No hay nada inconexo en el universo. Todas las formas se integran en sistemas

superiores, desde el aparente caos de las partículas microscópicas que, sin embargo,

acatan la disciplina del átomo, hasta el asombroso orden de las inmensas galaxias.

Podría decirse que sólo hay una conciencia que todo lo invade, del mismo modo que

sólo hay un sol que se refleja en la infinidad de estanques, charcos y espejos por oda

la faz de la tierra. El mismo ser, la misma vida, la misma inteligencia parece brillar

desigualmente por doquier, según sea la superficie que lo refleja. La ignorancia

consistiría en identificarse con el reflejo del charco. La sabiduría, en comprender la

unidad última de todas las cosas. Lo que llamamos evolución quizá no sea más que el

tránsito de un nivel de conciencia a otro.
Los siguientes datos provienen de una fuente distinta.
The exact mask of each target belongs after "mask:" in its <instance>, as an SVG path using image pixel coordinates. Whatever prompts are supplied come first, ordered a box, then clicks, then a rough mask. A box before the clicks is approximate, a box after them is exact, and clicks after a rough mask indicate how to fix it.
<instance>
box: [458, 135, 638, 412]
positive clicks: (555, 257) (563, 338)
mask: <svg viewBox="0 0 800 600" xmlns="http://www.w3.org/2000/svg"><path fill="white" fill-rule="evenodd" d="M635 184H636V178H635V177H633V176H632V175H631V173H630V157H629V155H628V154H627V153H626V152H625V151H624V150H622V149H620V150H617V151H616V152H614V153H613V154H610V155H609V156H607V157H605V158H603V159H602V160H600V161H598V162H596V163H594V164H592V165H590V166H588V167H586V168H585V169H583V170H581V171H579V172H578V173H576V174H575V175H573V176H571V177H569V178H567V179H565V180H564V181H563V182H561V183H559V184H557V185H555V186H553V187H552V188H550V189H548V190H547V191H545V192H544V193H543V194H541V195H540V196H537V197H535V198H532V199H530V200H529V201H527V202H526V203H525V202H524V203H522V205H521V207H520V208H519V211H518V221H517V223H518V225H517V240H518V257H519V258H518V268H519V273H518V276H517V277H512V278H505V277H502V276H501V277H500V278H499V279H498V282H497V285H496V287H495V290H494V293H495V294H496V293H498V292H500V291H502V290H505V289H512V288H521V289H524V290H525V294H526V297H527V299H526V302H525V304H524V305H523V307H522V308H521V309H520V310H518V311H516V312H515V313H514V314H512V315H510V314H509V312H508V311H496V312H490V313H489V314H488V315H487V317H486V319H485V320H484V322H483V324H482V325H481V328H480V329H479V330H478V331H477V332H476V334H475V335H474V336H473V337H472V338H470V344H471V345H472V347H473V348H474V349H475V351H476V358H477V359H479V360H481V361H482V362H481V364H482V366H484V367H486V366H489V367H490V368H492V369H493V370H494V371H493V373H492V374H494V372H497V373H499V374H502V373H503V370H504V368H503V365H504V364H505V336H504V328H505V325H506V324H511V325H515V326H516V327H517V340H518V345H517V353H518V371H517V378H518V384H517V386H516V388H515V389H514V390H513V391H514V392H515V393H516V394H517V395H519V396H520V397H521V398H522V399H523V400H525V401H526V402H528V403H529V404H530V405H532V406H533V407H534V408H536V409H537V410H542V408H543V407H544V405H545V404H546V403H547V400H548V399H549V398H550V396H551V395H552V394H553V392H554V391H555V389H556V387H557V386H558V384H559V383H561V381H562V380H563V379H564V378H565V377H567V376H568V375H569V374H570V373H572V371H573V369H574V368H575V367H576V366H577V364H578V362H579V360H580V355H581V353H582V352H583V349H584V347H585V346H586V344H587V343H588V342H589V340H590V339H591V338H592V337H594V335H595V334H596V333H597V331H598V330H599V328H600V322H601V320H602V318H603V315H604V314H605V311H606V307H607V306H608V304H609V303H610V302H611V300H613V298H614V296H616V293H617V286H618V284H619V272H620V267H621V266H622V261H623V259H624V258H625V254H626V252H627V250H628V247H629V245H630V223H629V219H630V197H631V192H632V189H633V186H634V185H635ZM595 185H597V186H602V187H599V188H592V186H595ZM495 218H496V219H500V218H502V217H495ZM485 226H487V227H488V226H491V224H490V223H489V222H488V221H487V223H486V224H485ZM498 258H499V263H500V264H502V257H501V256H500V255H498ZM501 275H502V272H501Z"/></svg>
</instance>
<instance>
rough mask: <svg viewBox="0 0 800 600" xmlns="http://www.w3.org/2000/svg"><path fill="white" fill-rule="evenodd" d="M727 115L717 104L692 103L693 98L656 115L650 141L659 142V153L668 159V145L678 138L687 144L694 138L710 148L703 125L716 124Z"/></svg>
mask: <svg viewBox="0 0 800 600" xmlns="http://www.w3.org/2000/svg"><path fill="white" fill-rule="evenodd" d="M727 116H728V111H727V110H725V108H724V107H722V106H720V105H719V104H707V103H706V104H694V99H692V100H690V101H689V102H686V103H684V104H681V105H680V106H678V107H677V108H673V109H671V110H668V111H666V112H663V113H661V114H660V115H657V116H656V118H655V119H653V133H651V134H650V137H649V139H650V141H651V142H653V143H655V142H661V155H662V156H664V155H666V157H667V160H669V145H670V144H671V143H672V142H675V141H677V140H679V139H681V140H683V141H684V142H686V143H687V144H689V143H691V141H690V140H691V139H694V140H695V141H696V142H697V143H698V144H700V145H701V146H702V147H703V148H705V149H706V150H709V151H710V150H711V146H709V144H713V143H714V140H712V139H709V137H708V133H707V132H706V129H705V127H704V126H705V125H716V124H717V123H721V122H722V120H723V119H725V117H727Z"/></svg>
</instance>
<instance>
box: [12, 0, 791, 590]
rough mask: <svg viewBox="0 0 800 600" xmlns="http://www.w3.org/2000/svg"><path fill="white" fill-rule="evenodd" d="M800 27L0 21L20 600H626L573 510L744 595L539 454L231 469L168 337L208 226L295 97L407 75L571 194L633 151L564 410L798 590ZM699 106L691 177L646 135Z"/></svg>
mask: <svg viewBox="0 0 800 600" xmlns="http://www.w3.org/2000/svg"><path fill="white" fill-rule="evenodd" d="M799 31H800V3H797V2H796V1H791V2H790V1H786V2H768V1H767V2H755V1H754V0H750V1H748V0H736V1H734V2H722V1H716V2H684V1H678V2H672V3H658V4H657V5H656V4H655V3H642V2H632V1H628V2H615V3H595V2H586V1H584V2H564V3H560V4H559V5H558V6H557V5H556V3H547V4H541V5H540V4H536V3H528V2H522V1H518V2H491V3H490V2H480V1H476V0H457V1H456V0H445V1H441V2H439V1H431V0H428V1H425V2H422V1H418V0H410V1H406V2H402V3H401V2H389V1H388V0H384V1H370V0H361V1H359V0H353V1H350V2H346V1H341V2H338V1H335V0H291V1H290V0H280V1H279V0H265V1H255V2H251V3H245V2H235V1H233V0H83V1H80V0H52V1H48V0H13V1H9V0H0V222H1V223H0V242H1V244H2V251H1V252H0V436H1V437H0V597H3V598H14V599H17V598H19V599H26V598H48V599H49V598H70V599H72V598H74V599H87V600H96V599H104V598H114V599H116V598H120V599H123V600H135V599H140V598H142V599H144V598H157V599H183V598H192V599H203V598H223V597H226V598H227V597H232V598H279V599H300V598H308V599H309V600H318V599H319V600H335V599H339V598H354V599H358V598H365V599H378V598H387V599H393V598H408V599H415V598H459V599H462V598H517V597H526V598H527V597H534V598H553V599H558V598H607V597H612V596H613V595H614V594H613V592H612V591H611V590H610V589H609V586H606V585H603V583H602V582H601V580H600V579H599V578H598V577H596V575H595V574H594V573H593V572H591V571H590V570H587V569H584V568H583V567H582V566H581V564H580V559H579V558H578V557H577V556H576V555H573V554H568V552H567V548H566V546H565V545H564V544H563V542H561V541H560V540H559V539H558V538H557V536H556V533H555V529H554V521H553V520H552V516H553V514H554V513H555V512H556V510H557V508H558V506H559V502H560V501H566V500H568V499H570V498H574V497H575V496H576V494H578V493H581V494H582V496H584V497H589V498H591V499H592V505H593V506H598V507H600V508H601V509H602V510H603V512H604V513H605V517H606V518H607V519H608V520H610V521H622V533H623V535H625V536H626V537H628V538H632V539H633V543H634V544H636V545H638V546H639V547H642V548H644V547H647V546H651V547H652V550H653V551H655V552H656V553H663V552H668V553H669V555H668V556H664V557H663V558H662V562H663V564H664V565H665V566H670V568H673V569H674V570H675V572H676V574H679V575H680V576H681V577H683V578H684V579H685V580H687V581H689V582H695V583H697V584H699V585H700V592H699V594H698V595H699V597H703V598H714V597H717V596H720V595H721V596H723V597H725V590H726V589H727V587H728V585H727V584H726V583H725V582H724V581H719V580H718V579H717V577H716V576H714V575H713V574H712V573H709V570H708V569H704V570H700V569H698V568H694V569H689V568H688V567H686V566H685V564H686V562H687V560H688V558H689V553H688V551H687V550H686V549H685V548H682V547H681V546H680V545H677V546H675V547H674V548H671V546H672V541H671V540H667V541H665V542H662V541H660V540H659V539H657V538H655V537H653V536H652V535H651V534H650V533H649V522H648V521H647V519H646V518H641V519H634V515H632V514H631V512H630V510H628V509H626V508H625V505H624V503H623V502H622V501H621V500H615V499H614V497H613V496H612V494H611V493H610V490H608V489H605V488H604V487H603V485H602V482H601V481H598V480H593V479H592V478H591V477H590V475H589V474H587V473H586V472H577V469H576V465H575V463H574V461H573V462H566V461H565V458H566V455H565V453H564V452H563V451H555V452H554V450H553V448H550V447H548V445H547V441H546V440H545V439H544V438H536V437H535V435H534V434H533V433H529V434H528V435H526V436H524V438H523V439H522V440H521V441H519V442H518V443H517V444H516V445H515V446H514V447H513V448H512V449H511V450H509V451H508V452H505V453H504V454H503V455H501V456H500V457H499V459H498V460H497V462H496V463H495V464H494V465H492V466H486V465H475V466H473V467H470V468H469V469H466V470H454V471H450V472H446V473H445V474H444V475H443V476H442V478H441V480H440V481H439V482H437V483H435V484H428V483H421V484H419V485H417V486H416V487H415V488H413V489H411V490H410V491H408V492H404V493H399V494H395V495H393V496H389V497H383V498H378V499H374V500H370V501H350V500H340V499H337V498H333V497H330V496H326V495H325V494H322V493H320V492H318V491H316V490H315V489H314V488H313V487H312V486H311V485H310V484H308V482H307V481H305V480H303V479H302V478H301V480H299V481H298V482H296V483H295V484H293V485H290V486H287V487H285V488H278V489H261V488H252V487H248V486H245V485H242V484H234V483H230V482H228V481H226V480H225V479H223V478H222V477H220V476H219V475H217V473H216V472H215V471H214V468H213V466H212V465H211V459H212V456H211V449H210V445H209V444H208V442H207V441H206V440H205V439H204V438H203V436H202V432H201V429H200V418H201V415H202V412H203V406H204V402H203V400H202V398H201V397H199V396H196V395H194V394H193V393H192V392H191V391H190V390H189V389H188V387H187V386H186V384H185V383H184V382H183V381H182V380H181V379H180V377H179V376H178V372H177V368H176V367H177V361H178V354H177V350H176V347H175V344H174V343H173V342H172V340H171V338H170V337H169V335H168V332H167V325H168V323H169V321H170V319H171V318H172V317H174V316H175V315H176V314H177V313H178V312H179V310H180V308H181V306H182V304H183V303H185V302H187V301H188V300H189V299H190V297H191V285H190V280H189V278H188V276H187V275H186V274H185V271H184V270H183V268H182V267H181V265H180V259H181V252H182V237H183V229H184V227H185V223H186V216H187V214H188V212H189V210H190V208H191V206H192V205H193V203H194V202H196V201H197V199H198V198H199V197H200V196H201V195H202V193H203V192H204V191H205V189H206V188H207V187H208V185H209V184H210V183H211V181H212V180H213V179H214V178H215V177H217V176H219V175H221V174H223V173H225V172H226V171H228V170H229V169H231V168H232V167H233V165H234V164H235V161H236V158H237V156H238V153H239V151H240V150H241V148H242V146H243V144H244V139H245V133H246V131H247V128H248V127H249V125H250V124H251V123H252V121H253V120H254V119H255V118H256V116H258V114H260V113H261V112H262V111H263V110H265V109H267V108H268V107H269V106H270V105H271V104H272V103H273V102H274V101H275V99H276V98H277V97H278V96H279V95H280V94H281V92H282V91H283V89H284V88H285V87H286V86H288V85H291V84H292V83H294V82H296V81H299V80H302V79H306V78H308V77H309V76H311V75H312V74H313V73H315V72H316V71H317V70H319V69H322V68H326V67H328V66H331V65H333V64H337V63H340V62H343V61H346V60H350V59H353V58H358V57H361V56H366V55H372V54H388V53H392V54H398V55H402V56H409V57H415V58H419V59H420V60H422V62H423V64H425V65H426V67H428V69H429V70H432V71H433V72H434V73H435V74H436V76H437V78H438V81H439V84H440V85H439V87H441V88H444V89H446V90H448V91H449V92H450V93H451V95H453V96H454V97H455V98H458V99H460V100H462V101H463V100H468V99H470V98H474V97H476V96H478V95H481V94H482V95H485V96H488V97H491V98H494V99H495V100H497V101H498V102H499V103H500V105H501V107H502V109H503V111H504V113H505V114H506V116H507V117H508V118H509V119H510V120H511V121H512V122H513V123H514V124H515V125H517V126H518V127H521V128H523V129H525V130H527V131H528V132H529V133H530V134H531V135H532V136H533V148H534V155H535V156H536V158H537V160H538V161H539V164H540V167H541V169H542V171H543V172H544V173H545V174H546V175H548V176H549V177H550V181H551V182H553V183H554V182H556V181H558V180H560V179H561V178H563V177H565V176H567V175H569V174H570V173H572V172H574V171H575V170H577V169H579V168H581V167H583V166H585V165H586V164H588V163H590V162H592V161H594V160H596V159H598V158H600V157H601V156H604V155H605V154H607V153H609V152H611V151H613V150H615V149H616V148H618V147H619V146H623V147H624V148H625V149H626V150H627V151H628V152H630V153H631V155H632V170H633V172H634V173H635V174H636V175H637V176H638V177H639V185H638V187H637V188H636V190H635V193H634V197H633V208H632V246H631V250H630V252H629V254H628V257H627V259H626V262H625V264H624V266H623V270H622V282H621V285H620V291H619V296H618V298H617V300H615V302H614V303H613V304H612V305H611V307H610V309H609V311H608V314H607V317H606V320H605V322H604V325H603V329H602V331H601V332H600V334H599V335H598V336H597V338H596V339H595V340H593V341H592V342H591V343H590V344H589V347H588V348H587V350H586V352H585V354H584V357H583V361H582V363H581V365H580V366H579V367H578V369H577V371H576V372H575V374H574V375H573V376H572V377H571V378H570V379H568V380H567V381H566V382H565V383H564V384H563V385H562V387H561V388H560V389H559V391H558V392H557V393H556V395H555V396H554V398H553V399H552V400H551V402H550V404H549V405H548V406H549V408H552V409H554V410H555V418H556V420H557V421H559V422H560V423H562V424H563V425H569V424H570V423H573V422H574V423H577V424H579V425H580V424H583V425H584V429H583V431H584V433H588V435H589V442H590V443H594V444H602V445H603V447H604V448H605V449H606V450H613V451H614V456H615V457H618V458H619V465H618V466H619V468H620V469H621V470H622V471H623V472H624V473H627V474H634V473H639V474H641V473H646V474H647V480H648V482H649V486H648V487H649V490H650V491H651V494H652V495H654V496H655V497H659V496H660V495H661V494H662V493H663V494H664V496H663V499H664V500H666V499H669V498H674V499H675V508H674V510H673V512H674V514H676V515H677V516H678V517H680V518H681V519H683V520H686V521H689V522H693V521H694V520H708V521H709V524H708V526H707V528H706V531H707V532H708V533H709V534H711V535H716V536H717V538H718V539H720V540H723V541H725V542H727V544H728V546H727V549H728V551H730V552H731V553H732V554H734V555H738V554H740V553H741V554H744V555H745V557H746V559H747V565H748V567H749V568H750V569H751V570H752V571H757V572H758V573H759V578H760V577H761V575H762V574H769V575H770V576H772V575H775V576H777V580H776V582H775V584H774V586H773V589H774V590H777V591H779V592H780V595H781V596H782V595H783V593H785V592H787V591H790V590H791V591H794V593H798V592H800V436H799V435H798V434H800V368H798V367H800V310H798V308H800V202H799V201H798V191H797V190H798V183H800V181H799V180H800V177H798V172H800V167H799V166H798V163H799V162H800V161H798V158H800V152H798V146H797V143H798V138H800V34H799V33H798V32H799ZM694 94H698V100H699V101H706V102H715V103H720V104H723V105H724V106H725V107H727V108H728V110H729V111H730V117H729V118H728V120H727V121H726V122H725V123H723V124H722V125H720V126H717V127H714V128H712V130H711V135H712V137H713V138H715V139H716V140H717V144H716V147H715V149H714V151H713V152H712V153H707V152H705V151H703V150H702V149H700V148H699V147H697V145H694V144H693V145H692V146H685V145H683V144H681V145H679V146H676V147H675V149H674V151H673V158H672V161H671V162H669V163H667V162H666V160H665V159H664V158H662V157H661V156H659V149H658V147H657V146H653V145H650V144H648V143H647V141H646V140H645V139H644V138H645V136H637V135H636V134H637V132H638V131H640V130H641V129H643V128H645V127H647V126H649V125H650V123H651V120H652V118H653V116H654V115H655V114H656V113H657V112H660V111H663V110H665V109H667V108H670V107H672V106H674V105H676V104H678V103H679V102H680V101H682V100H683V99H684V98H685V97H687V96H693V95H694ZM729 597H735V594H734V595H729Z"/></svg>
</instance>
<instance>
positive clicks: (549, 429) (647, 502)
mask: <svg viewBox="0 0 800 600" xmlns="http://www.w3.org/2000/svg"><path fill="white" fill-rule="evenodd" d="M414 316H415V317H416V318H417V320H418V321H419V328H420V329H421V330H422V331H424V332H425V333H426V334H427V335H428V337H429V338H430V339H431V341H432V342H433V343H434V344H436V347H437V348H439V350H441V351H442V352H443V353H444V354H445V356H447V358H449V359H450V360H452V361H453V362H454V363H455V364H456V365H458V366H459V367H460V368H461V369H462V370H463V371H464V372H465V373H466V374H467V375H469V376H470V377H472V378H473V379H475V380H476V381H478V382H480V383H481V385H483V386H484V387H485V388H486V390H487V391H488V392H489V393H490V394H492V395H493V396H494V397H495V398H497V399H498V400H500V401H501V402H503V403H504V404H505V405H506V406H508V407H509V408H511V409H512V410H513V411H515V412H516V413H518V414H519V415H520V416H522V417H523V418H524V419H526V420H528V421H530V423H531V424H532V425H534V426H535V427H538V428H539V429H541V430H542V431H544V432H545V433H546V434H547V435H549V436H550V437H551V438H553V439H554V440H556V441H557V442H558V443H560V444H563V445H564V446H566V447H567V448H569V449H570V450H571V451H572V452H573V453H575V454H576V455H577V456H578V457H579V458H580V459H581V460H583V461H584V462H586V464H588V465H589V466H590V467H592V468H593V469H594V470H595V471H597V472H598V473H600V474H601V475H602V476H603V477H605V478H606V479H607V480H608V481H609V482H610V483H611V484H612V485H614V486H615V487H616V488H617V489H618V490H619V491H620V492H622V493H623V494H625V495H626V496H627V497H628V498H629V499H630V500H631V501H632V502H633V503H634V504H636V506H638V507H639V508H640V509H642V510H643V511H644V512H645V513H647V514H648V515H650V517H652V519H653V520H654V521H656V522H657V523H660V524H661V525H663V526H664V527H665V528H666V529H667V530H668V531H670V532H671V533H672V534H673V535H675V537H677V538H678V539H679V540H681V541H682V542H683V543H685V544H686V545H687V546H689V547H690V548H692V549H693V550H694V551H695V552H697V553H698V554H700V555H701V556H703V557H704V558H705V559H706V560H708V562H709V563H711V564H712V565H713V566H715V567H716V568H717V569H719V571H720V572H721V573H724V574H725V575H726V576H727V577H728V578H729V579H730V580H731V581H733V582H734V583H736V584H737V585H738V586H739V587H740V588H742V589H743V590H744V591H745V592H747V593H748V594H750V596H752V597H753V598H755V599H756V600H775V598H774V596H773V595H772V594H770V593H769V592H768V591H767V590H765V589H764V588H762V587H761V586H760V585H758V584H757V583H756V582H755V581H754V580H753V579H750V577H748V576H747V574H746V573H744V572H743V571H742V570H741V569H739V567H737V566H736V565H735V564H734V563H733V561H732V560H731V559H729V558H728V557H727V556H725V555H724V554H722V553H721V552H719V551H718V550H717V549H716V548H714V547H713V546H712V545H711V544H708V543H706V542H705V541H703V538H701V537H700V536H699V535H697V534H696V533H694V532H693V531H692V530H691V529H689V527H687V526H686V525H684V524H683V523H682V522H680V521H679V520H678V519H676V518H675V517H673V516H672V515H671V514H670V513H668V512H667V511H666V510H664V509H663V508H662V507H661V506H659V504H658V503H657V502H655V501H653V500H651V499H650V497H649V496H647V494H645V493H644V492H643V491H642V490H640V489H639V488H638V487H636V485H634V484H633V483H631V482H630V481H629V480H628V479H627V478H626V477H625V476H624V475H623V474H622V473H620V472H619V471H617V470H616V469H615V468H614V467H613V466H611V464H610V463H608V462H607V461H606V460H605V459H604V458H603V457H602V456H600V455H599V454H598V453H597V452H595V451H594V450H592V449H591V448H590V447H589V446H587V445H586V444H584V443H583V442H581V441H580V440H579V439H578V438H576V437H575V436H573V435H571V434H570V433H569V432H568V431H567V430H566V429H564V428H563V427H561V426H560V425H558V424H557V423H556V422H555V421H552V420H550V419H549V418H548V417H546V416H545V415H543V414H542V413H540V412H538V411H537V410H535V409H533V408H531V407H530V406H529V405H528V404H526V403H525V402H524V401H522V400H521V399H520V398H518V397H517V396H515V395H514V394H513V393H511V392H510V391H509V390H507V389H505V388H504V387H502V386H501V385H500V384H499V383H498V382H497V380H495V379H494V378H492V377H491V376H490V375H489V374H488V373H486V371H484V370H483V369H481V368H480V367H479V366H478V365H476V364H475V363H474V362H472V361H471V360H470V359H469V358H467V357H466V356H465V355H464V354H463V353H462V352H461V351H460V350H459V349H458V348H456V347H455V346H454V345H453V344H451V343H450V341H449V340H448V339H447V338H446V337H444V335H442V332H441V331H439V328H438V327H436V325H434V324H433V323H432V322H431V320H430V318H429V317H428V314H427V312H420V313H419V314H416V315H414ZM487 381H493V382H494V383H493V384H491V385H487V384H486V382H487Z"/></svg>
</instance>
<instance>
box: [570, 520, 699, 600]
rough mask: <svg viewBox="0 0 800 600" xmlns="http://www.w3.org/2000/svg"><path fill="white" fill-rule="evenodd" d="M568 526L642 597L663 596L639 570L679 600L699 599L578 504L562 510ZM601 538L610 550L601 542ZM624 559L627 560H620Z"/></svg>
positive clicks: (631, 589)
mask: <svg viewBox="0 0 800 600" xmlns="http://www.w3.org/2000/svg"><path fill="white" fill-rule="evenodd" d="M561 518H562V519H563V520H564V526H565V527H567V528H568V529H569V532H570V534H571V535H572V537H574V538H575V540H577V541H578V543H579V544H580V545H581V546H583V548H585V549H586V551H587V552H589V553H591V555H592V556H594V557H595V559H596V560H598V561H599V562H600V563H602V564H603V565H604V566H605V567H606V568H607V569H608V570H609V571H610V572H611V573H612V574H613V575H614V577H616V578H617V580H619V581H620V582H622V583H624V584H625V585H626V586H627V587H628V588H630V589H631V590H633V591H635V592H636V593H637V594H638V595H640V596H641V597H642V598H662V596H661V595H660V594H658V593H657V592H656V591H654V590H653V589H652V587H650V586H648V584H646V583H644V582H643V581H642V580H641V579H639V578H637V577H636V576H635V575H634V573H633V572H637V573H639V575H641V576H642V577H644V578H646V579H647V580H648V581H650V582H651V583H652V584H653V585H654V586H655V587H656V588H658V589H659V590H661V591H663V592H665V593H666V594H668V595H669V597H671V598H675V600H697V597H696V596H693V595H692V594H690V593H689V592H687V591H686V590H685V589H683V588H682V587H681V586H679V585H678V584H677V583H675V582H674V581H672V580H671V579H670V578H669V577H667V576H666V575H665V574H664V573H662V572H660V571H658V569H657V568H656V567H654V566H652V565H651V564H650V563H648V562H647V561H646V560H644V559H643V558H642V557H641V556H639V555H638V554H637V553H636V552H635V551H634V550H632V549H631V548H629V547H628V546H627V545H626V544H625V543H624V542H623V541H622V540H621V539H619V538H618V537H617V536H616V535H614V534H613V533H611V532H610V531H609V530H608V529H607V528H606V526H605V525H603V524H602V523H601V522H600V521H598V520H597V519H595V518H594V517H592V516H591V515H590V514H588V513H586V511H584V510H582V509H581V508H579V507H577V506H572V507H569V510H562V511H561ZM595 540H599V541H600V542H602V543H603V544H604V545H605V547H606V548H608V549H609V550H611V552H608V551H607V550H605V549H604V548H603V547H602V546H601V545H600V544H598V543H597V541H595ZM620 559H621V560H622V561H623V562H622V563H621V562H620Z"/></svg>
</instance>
Así como la célula fecundada se divide multiplicándose para acabar, en una

inexplicable paradoja, formando una unidad, las sucesivas diferenciaciones que

multiplican las formas de la creación acaban integrándose en sistemas mayores que, a

su vez, se integran en otros, y en otros, hasta conformar una inconmensurable unidad

cósmica que aloja en su seno el tiempo, el espacio y la mente individual. El ego

diferenciador es algo tan transitorio como las gotas de agua que salpican las olas.

Durante un breve instante tienen características propias: forma, tamaño, peso… pero

enseguida se funden y confunden en su esencia, que es el océano.

El ego es generador de deseos. El esfuerzo por satisfacerlos es el motor de la

peripecia humana. Sin nuestros afanes egoístas, sin la fuerza motriz de luchar por esa

pequeña satisfacción que producen los deseos colmados, la humanidad no sería más

que un sueño utópico. La ignorancia, como se ve, no es más que una forma de

sabiduría que hace del ego un instrumento imprescindible en nuestro estado de

evolución. En la identificación con el cuerpo y con la personalidad se esconden nada

menos que el instinto de supervivencia, el ansia de felicidad y, en suma, todos los

secretos mecanismos que hacen de la vida un lugar abierto a la esperanza. Pero

conviene distinguir muy bien entre el ego, ese concepto inaprensible, gaseoso,

transparente, acaso sólo un ectoplasma o un celofán inexistente, que tiene, sin

embargo, en nuestras vidas la presencia y solidez de una roca, y el egoísmo, esa otra

actitud primaria e insolidaria que empuja al hombre a buscar sólo la ventaja personal

en detrimento del bien común. Lo primero puede ser una malformación congénita,

pero lo segundo es una preocupante y grave enfermedad degenerativa de la sociedad.